Folklore und Tradition
Selbst die fünfminütige Konfusion Mitte der ersten Hälfte war fast so etwas wie eine Reise in die Vergangenheit. Wie sich später herausstellte, entstand sie durch die fast schon folkloristisch traditionelle Kombination von schlechter Planung (für ein paar Union-Fans, die auf dem Dach der Heimtribüne bei einer Choreo geholfen hatten, gab es nur nur einen Weg herab: hinter der Gästetribüne), hysterischer Gerüchte und überzogener Polizeiarbeit (die Ordnungskräfte nahmen offenbar einige Gästefans fest, die sich von den paar Unionern provoziert fühlten oder provoziert fühlen wollten, und setzten dabei recht unkontrolliert Reizgas ein).

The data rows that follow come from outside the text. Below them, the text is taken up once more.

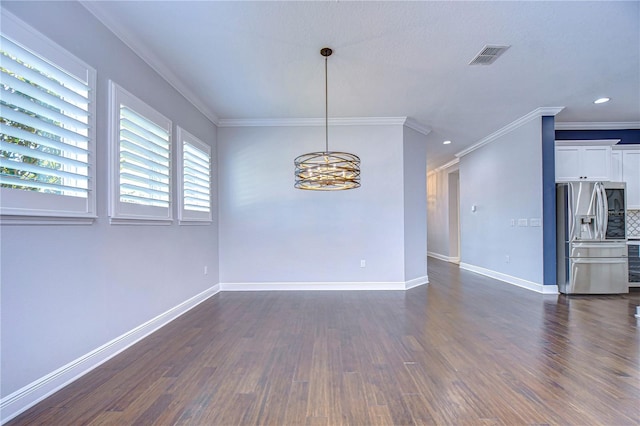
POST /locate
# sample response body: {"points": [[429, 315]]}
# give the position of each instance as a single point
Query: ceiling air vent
{"points": [[488, 55]]}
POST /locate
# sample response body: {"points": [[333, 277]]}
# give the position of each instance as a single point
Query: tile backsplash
{"points": [[633, 223]]}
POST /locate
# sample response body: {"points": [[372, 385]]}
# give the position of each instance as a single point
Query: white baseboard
{"points": [[26, 397], [416, 282], [529, 285], [324, 286], [451, 259]]}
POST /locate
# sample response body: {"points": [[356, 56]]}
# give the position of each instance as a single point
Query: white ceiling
{"points": [[255, 60]]}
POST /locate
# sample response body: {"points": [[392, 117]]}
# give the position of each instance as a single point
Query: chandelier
{"points": [[327, 170]]}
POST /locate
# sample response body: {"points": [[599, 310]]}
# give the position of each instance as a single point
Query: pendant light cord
{"points": [[326, 107]]}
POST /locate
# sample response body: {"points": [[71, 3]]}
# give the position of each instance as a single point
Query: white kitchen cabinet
{"points": [[616, 165], [631, 175], [583, 160]]}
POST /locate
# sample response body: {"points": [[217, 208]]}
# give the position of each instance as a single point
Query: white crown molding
{"points": [[148, 57], [26, 397], [316, 122], [539, 112], [529, 285], [625, 125], [590, 142], [417, 126], [447, 165]]}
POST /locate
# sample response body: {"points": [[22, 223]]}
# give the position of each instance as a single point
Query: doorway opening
{"points": [[454, 215]]}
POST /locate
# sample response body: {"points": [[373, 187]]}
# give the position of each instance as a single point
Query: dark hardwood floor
{"points": [[463, 350]]}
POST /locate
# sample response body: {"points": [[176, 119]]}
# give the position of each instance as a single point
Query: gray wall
{"points": [[67, 290], [273, 233], [415, 204], [504, 180]]}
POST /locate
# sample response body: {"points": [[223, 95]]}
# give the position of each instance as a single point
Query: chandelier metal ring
{"points": [[327, 170]]}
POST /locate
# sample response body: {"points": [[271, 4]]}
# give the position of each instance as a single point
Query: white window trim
{"points": [[125, 213], [34, 208], [186, 217]]}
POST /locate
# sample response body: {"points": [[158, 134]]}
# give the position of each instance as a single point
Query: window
{"points": [[47, 129], [194, 179], [140, 163]]}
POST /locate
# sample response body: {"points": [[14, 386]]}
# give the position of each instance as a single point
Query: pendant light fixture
{"points": [[327, 170]]}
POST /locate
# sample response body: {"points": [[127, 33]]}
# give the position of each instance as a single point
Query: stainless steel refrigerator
{"points": [[592, 238]]}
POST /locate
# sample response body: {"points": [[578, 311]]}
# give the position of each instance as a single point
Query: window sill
{"points": [[45, 220], [195, 222], [139, 221]]}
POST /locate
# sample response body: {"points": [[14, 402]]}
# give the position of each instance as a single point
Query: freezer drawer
{"points": [[596, 276], [599, 249]]}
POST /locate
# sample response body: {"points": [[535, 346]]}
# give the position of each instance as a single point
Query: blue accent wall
{"points": [[549, 199], [630, 136]]}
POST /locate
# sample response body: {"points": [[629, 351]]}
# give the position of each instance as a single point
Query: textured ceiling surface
{"points": [[256, 60]]}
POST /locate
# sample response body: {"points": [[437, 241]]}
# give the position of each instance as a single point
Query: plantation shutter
{"points": [[145, 153], [196, 179], [45, 125]]}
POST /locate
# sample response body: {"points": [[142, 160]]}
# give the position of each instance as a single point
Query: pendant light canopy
{"points": [[327, 170]]}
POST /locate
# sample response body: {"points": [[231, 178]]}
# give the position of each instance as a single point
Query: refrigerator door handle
{"points": [[605, 221], [599, 260]]}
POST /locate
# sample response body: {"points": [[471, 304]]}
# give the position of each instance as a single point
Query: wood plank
{"points": [[465, 349]]}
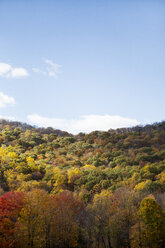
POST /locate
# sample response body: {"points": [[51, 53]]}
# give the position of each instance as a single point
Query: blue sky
{"points": [[82, 65]]}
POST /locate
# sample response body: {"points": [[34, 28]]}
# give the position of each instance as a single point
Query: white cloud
{"points": [[8, 71], [6, 117], [51, 70], [85, 123], [6, 100]]}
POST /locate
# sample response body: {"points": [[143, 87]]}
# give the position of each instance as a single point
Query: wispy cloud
{"points": [[6, 100], [85, 123], [52, 69], [8, 71]]}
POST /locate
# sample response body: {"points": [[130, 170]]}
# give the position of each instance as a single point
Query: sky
{"points": [[84, 65]]}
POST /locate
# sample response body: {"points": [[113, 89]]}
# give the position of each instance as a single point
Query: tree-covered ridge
{"points": [[103, 189]]}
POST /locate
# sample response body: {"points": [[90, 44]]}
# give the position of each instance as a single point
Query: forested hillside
{"points": [[102, 189]]}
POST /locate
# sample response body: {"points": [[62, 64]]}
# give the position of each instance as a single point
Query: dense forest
{"points": [[96, 190]]}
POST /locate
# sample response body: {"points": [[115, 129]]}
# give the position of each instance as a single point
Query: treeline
{"points": [[109, 178], [123, 219]]}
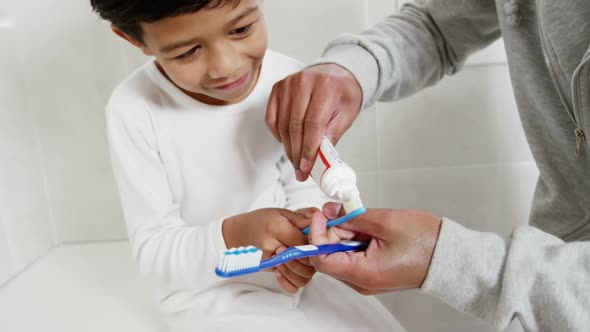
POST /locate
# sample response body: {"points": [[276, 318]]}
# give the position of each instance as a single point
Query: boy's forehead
{"points": [[203, 23]]}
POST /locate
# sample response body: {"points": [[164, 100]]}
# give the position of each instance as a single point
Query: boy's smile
{"points": [[214, 54]]}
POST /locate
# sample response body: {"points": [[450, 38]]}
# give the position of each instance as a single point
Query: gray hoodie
{"points": [[541, 274]]}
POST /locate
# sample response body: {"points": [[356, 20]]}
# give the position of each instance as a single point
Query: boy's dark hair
{"points": [[127, 14]]}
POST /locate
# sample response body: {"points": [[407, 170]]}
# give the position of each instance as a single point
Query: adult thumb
{"points": [[374, 223]]}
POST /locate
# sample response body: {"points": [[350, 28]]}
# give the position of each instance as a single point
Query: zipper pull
{"points": [[580, 136]]}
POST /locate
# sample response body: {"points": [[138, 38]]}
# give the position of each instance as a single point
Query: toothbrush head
{"points": [[239, 261]]}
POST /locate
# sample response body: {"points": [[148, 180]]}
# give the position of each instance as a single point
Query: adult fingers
{"points": [[301, 93], [375, 222], [272, 111]]}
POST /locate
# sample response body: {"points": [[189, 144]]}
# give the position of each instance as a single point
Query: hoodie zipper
{"points": [[579, 132]]}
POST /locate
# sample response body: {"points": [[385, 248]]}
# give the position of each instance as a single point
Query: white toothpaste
{"points": [[336, 179]]}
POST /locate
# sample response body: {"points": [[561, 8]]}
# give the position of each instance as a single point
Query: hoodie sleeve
{"points": [[169, 251], [415, 48], [532, 276]]}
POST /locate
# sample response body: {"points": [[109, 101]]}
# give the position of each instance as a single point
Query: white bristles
{"points": [[236, 259]]}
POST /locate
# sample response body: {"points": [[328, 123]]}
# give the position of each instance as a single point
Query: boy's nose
{"points": [[222, 63]]}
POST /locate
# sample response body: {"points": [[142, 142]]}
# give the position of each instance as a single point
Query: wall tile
{"points": [[27, 231], [470, 118], [358, 146], [367, 184], [302, 28], [71, 72], [493, 198], [6, 265]]}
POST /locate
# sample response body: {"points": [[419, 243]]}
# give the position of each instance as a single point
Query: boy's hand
{"points": [[272, 230], [298, 273]]}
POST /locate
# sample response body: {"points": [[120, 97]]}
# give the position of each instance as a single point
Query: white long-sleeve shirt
{"points": [[182, 167]]}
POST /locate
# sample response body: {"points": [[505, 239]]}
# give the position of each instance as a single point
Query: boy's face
{"points": [[214, 54]]}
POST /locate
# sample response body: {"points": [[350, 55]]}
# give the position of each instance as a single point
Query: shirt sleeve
{"points": [[169, 251], [415, 48], [532, 276], [299, 194]]}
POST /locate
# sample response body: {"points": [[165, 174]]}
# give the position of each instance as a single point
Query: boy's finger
{"points": [[285, 283], [307, 212], [298, 220], [332, 210], [294, 278], [300, 269], [318, 231]]}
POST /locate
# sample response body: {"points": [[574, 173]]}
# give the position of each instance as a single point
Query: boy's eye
{"points": [[189, 53], [242, 30]]}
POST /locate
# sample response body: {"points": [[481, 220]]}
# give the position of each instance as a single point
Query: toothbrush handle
{"points": [[298, 252], [335, 222]]}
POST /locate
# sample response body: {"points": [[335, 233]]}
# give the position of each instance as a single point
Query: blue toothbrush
{"points": [[245, 260], [353, 214]]}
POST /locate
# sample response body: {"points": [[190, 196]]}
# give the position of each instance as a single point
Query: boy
{"points": [[198, 172]]}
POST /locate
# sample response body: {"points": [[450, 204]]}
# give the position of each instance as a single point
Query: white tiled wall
{"points": [[456, 149], [26, 231]]}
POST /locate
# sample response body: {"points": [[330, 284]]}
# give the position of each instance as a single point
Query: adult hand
{"points": [[318, 101], [398, 257]]}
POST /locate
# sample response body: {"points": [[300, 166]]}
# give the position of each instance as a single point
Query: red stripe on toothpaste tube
{"points": [[336, 179]]}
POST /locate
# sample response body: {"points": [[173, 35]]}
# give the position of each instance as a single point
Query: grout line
{"points": [[27, 267], [69, 243], [480, 165], [34, 262]]}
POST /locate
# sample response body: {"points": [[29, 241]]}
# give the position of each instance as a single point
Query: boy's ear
{"points": [[132, 41]]}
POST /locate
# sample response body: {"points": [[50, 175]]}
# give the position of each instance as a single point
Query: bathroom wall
{"points": [[456, 149]]}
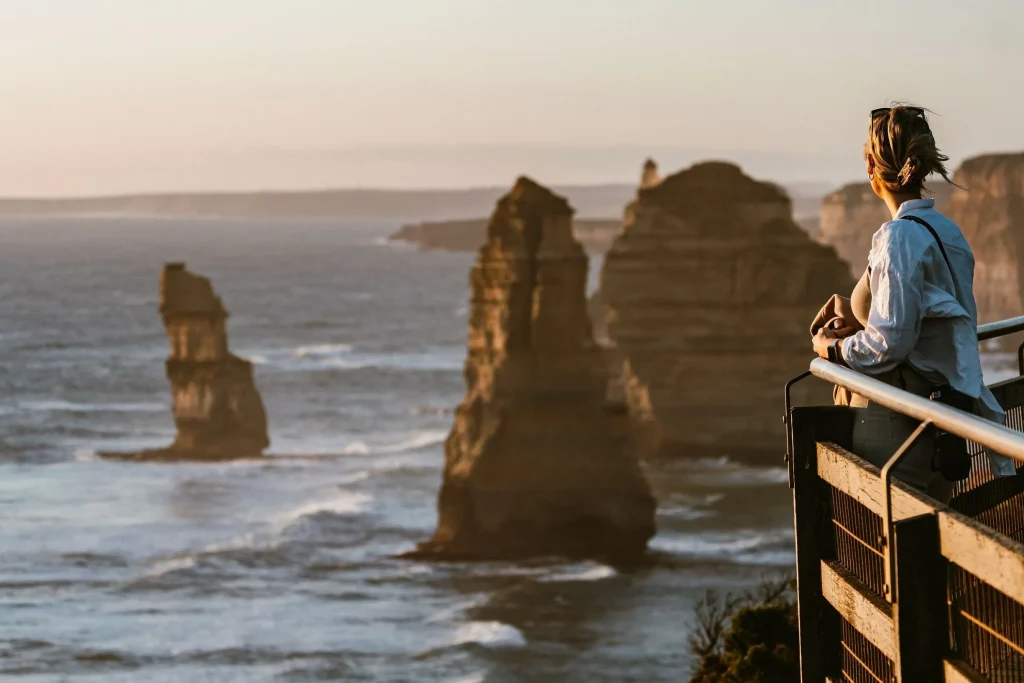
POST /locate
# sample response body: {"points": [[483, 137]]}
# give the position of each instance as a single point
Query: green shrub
{"points": [[750, 638]]}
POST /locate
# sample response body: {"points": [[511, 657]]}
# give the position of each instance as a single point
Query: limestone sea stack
{"points": [[852, 214], [990, 213], [217, 411], [536, 463], [706, 297]]}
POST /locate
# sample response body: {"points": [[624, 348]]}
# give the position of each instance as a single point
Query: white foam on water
{"points": [[354, 477], [343, 503], [321, 350], [488, 634], [168, 565], [355, 449], [743, 547], [684, 512], [415, 441], [86, 455], [239, 543], [472, 678], [457, 609], [60, 406], [582, 571]]}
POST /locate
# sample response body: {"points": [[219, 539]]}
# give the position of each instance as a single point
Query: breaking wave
{"points": [[488, 634]]}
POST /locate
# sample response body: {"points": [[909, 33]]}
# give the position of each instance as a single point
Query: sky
{"points": [[109, 96]]}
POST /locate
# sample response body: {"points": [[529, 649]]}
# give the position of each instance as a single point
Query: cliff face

Bedrohlich war das Ganze bei uns jedenfalls nicht. Vielleicht würde ich das anders sehen, wenn mein Sohn noch klein wäre. Aber das ist er eben nicht, also nahmen wir das Alphatiergehabe aller Uniformierten (in Gelb, in Rot und in Anthrazit) ebenso gelassen hin wie das Feuerwerk.
Und sogar das Spiel war in gewissem Sinn altmodisch. Ein mit viel Geld zusammengestelltes Team glaubte, das Geschehen zu kontrollieren, und wartete auf Fehler – die es dann selbst machte. Der mutige Außenseiter glaubte an sich und sein Publikum und nutzte die Gunst der Stunde. Guardiola-Teams gewinnen solche Spiele trotzdem, wir nicht. Das hatte fast etwas Tröstliches. Fast könnte man sagen, wir haben verloren, aber der Fußball hat gewonnen.
Hat er vielleicht auch. Trotzdem wäre ich lieber in ein kaltes, funktionales Stadion in einer gesichtslosen Vorstadt gefahren und hätte gewonnen. Oder nicht? Hm, da muss ich kurz drüber nachdenken.